The broad aim of this proposal is to examine the neurobiology of congenital myasthenic syndromes (CMS). The CMS are heterogeneous and disabling disorders in which the safety margin of neuro-muscular transmission is compromised by one or more specific mechanism(s). The CMS are not uncommon but are seldom diagnosed or treated correctly. Clinical, morphologic and electrophysiologic analysis can determine whether a CMS is presynaptic, synaptic, or postsynaptic in origin and point to a defect in an endplate (EP) specific protein, such as the acetylcholine receptor (AChR), acetylcholinesterase (AChE), or choline acetyltransferase. The CMS are investigated by: (1) Clinical assessment, including electromyography and tests for anti-AChR antibodies; (2) morphologic assessment, including immunocytochemical localization of AChR, AChE, and other EP- specific proteins, estimate of the number of AChR per EP, ultrastructural analysis of the EP, and evaluation of the density and distribution of AChR on the junctional folds; (3) electrophysiologic assessment, consisting of conventional microelectrode studies of EP potentials and currents, estimates of parameters of quantal release, and evaluation of AChR channel kinetics through single channel patch-clamp recordings; (4) mutation analysis when the preceding studies point to an EP- specific protein; and (5) expression studies using genetically engineered mutants. (6) When CMS patients identified at centers in the US or abroad cannot come to Mayo but the available data point to a candidate gene or molecule, we still search for mutations; if we detect mutation(s), we confirm pathogenicity as in (5) above. The proposed studies important for diagnosis and prevention of the CMS, for investigating disease pathophysiology, for developing strategies for therapy, and for gaining insights into structure-function relationships of EP-specific proteins.

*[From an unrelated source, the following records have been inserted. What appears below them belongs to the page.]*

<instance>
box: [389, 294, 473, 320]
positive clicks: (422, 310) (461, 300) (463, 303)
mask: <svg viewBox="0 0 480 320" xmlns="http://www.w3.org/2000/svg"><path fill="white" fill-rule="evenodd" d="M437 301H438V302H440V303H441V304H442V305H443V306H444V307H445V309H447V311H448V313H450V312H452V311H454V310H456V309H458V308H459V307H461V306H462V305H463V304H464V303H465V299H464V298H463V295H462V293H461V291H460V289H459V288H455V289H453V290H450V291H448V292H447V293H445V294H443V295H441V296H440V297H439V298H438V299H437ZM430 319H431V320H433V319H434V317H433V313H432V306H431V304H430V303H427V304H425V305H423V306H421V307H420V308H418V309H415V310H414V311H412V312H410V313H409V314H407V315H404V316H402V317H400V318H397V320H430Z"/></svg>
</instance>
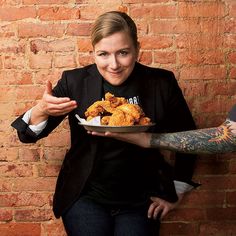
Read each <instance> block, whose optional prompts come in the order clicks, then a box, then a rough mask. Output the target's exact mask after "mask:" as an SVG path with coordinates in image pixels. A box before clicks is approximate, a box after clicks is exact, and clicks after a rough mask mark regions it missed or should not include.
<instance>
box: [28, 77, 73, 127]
mask: <svg viewBox="0 0 236 236" xmlns="http://www.w3.org/2000/svg"><path fill="white" fill-rule="evenodd" d="M76 107H77V103H76V101H74V100H71V99H70V98H69V97H55V96H53V95H52V84H51V82H50V81H47V82H46V87H45V91H44V94H43V97H42V99H41V100H39V102H38V104H37V105H36V106H34V107H33V109H32V113H31V119H30V124H38V123H40V122H42V121H44V120H47V119H48V116H61V115H66V114H67V113H69V112H70V111H72V110H74V109H75V108H76Z"/></svg>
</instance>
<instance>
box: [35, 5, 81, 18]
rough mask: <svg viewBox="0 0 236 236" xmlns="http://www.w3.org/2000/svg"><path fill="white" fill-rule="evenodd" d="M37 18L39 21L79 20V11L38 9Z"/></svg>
mask: <svg viewBox="0 0 236 236" xmlns="http://www.w3.org/2000/svg"><path fill="white" fill-rule="evenodd" d="M38 16H39V18H40V19H41V20H70V19H79V17H80V11H79V9H78V8H67V7H40V8H39V10H38Z"/></svg>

这项建议的主要目的是研究先天性肌无力综合征（CMS）的神经生物学。 CMS是一种异质性和致残性疾病，其中神经肌肉传递的安全范围受到一种或多种特定机制的影响。 CMS并不罕见，但很少被正确诊断或治疗。 临床、形态学和电生理学分析可以确定CMS是否起源于突触前、突触或突触后，并指出终板（EP）特异性蛋白质（如乙酰胆碱受体（AChR）、乙酰胆碱酯酶（AChE）或胆碱乙酰转移酶）的缺陷。 通过以下方式研究CMS：（2）形态学评估，包括AChR、AChE和其他EP特异性蛋白的免疫细胞化学定位，估计每个EP的AChR数量，EP的超微结构分析，以及AChR在连接褶皱上的密度和分布的评估;（3）电生理学评估，包括常规微电极EP电位和电流的研究，量子释放参数的估计，以及通过单通道膜片钳记录评估AChR通道动力学;（4）当前述研究指向EP特异性蛋白质时的突变分析;和（5）使用遗传工程突变体的表达研究。(6)当在美国或国外的中心鉴定的CMS患者不能来马约，但可用的数据指向候选基因或分子时，我们仍然搜索突变;如果我们检测到突变，我们确认致病性，如上文（5）所述。 这些研究对于CMS的诊断和预防、疾病病理生理学研究、治疗策略的制定以及EP特异性蛋白质结构-功能关系的深入研究具有重要意义。